His close ally, Colombian President Gustavo Petro, joined other foreign leaders on Wednesday in urging him to release detailed vote counts. A day earlier, another Maduro ally, Brazilian President Luiz Inácio Lula da Silva, along with U.S. President Joe Biden, called for the “immediate release of complete, transparent and detailed voting data at the polling station level.”
Machado said vote counts obtained by the opposition show that Gonzalez received approximately 6.2 million votes, compared with 2.7 million for Maduro.

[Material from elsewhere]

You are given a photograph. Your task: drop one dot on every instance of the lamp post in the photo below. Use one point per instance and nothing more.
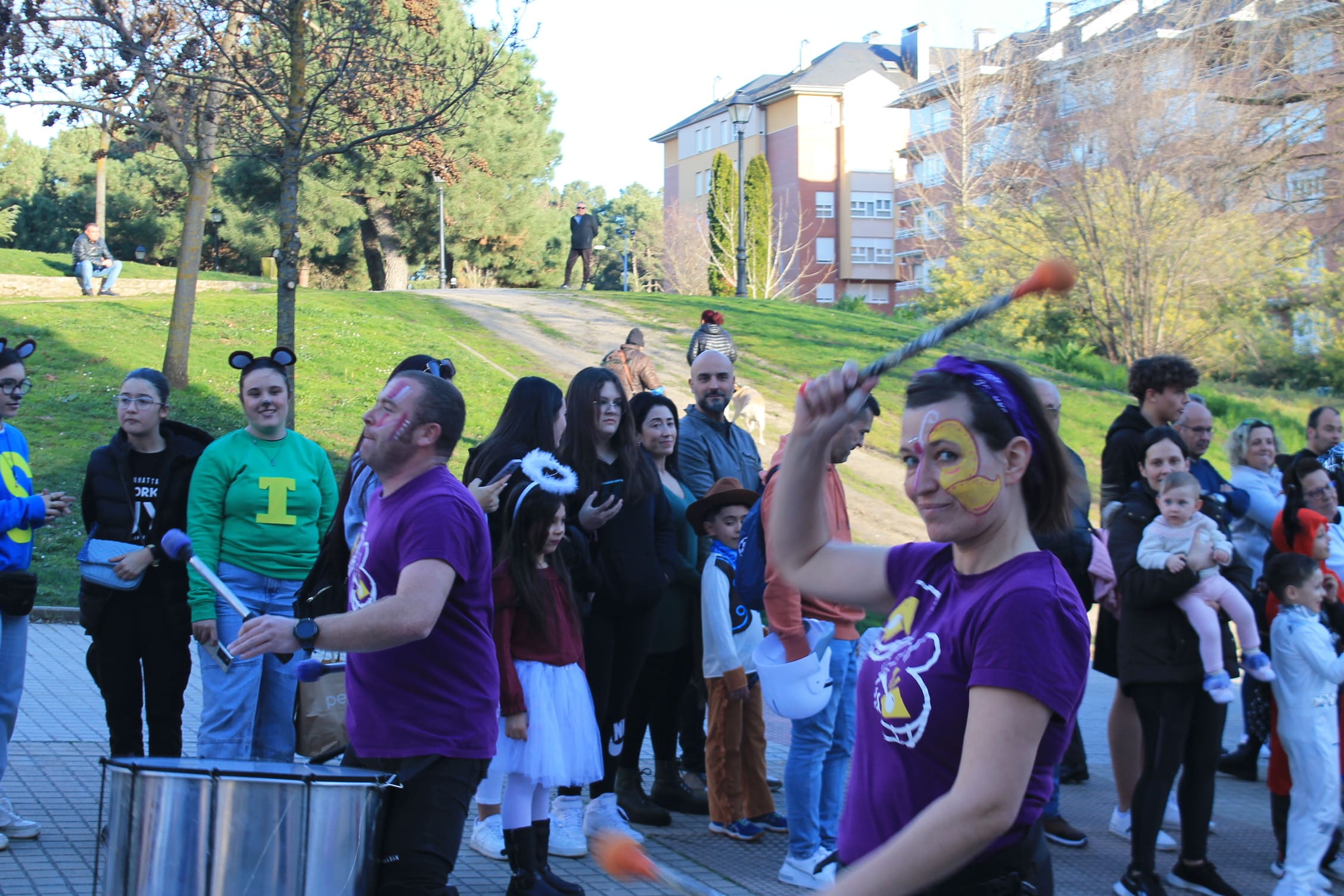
(218, 218)
(443, 251)
(739, 111)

That is very different from the electoral board’s report that Maduro received 5.1 million votes, compared with more than 4.4 million for Gonzalez.
“The serious doubts that have arisen around the Venezuelan electoral process could lead its people to a deep violent polarization, with serious consequences of permanent division,” Petro said Wednesday in a post on the social media site X.
“I call on the Venezuelan government to allow the elections to end peacefully, allowing for a transparent vote count, with the counting of votes, and with the supervision of all political forces in their country and professional international supervision,” he added.
Petro proposed that Maduro’s government and the opposition reach an agreement “that allows maximum respect for the (political) force that lost the elections.” The agreement, he said, could be submitted to the United Nations Security Council.
Venezuela has the world’s largest proven crude oil reserves and was once Latin America’s most advanced economy, but it went into freefall after Maduro took over in 2013. Plunging oil prices, widespread shortages and hyperinflation that topped 130,000 percent have led to social unrest and mass emigration.
More than 7.7 million Venezuelans have left the country since 2014, the largest exodus in recent Latin American history. Many have settled in Colombia.
Speaking to reporters in Vietnam on Wednesday, the European Union’s foreign affairs chief said the bloc will not recognize Maduro’s claim of election victory without independent verification of voting records.
“They should have been provided immediately, as in any democratic electoral process,” said Josep Borrell.
The Carter Center, an independent U.S.-based election think tank, said Tuesday night it had failed to verify the results of Venezuela’s presidential election, blaming authorities for a “complete lack of transparency” in declaring Maduro the winner without providing any individual poll counts.
The group was authorized earlier this year by Venezuelan electoral authorities to send experts to observe the election. It had 17 experts spread across four cities on Sunday.
“The failure of the electoral authority to announce results disaggregated by polling station constitutes a serious violation of electoral principles,” the Carter Center said, adding that the election did not meet international standards and “cannot be considered democratic.”
Within hours of the electoral council announcing on Monday that Maduro had won, thousands of protesters took to the streets of the capital, Caracas, and other cities. The protests, which continued on Tuesday, turned violent at times, and police responded with tear gas and cannonballs.
Attorney General Tarek William Saab told reporters Tuesday that more than 700 protesters were arrested in nationwide demonstrations on Monday and that one police officer was killed.
Venezuela-based human rights organization Foro Penal also reported Tuesday that 11 people, including two minors, were killed in election-related unrest.
The Organization of American States is scheduled to meet on Wednesday to discuss the election in Venezuela.
Maduro’s closest allies in his ruling party quickly came to his defense. National Assembly Speaker Jorge Rodriguez — his chief negotiator in talks with the U.S. and the opposition — insisted that Maduro was the clear winner and called his opponents violent fascists.
Praising the arrests of the protesters, he said Machado should be arrested and González too, “because he is the leader of the fascist conspiracy that is trying to impose itself in Venezuela.”
In a Spanish-language post on X, the EU’s Borrell called on Venezuelan authorities to “end the arrests, repression and violent rhetoric against members of the opposition,” calling the threats against González and Machado “unacceptable.”
Meanwhile, Machado and González urged their supporters to remain calm and avoid violence.
“I ask Venezuelans to remain peaceful, demanding that the result be respected and the ballots be published,” González said at X. “This victory, which belongs to all of us, will unite us and reconcile us as a nation.”